Though Why Write is not a biography, what readers will find in this collection may best be described by the author himself, “[W]hat nonfiction I have written has arisen mainly from a provocation—responding to the charges of anti-Semitism and Jewish self hatred—or to answer a request for an interview from a serious periodical or to acknowledge my acceptance of an award or to mark a milestone birthday or to mourn the death of a friend.”

Why Write is organized into three sections: the first contains early essays and interviews conducted by Roth. The second section contains interviews of Philip Roth; and the third section contains miscellaneous essays and speeches made to various organizations or for celebrations held in his honor.

The first essay surprised the reviewer as it began, seemingly, as a work of fiction. The essay however is presented as alternative-history nonfiction as Roth imagines an alternate history for Franz Kafka that intersects with Roth’s own childhood. What if Kafka had immigrated to Newark and became a Hebrew instructor to a nine-year-old Philip Roth, was invited to Roth’s house for dinner, and met and wooed Roth’s mother’s sister? One imagines this piece as foreshadowing for The Plot Against America.

The remaining essays in this section remain closer to expectations. Roth identifies writers who influenced him, including Salinger, Malamud, Bellow, and other authors less familiar to this reviewer. Roth also identifies authors he has feuded or disagreed with him (identified by name) and the reasons for his feuding.

His early essays also address Jewish writers and Jewish stereotypes, and the role of Jews in literature whether portrayed as archetypes or portrayed as whole human beings. To no surprise, Roth stands strongly in the “portray as a whole person” camp.

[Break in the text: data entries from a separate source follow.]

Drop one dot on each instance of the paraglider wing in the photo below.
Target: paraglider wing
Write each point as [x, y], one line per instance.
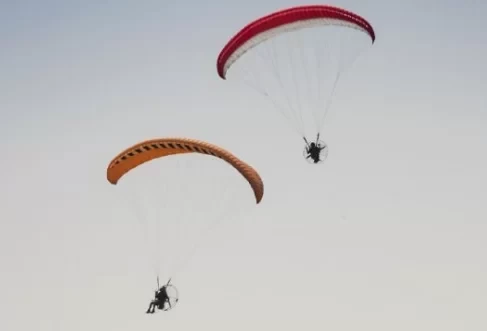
[291, 19]
[157, 148]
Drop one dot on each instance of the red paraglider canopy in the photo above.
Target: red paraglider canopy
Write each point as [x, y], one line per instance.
[263, 28]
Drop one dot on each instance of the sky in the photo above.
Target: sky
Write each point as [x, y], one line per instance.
[388, 233]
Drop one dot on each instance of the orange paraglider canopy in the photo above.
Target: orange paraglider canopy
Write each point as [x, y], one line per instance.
[148, 150]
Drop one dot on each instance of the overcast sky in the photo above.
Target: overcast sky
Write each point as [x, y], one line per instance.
[387, 234]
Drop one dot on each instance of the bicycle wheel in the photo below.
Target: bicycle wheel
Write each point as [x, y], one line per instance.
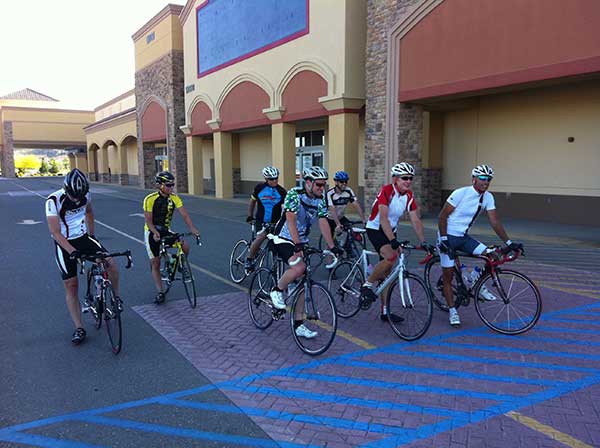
[187, 277]
[112, 316]
[319, 315]
[435, 283]
[344, 285]
[416, 309]
[165, 272]
[512, 303]
[259, 301]
[237, 259]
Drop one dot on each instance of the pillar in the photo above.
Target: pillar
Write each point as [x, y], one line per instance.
[223, 148]
[283, 152]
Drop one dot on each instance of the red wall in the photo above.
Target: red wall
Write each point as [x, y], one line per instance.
[469, 45]
[242, 108]
[200, 115]
[154, 124]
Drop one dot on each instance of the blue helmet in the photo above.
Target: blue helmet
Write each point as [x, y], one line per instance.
[341, 176]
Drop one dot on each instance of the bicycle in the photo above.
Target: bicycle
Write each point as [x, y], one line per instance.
[239, 253]
[353, 240]
[407, 295]
[508, 301]
[317, 304]
[172, 263]
[100, 297]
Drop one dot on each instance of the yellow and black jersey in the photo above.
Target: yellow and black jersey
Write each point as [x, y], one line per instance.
[162, 208]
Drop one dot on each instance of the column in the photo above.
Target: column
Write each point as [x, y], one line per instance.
[195, 166]
[283, 152]
[343, 146]
[223, 148]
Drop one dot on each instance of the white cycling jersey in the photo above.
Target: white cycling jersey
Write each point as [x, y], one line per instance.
[71, 214]
[467, 203]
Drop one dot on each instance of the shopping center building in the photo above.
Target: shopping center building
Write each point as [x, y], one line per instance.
[225, 87]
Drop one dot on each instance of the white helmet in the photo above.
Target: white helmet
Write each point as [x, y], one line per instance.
[270, 172]
[314, 173]
[482, 170]
[403, 169]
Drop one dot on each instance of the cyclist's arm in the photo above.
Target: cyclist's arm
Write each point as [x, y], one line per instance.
[54, 227]
[417, 224]
[497, 225]
[443, 218]
[384, 221]
[188, 220]
[89, 219]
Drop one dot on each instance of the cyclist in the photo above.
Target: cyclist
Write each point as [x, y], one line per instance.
[303, 206]
[391, 203]
[338, 199]
[158, 212]
[269, 196]
[71, 223]
[456, 218]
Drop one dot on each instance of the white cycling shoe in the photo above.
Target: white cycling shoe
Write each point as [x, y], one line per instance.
[303, 332]
[486, 294]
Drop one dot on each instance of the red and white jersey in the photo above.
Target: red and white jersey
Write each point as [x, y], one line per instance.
[397, 203]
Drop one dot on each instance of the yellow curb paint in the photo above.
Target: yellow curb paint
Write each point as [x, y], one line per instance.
[548, 430]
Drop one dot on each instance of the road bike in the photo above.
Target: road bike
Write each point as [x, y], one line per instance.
[240, 251]
[407, 295]
[352, 239]
[100, 300]
[508, 301]
[176, 266]
[306, 299]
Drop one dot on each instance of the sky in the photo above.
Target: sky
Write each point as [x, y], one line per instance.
[77, 51]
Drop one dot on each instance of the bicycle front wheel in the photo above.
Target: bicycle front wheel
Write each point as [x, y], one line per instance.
[412, 304]
[435, 283]
[187, 277]
[508, 302]
[112, 318]
[317, 311]
[344, 285]
[259, 300]
[237, 259]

The essays on Jewish writers and Jewish stereotypes serve as setup for a defense of the criticism he received from the novels that brought him fame: Goodbye, Columbus and Portnoy’s Complaint. Roth includes a number of essays on how Portnoy’s Complaint came to be and the celebrity and notoriety that followed publication. When Goodbye, Columbus and Portnoy’s Complaint were first published, both novels touched a nerve but the response to Portnoy’s Complaint was electric.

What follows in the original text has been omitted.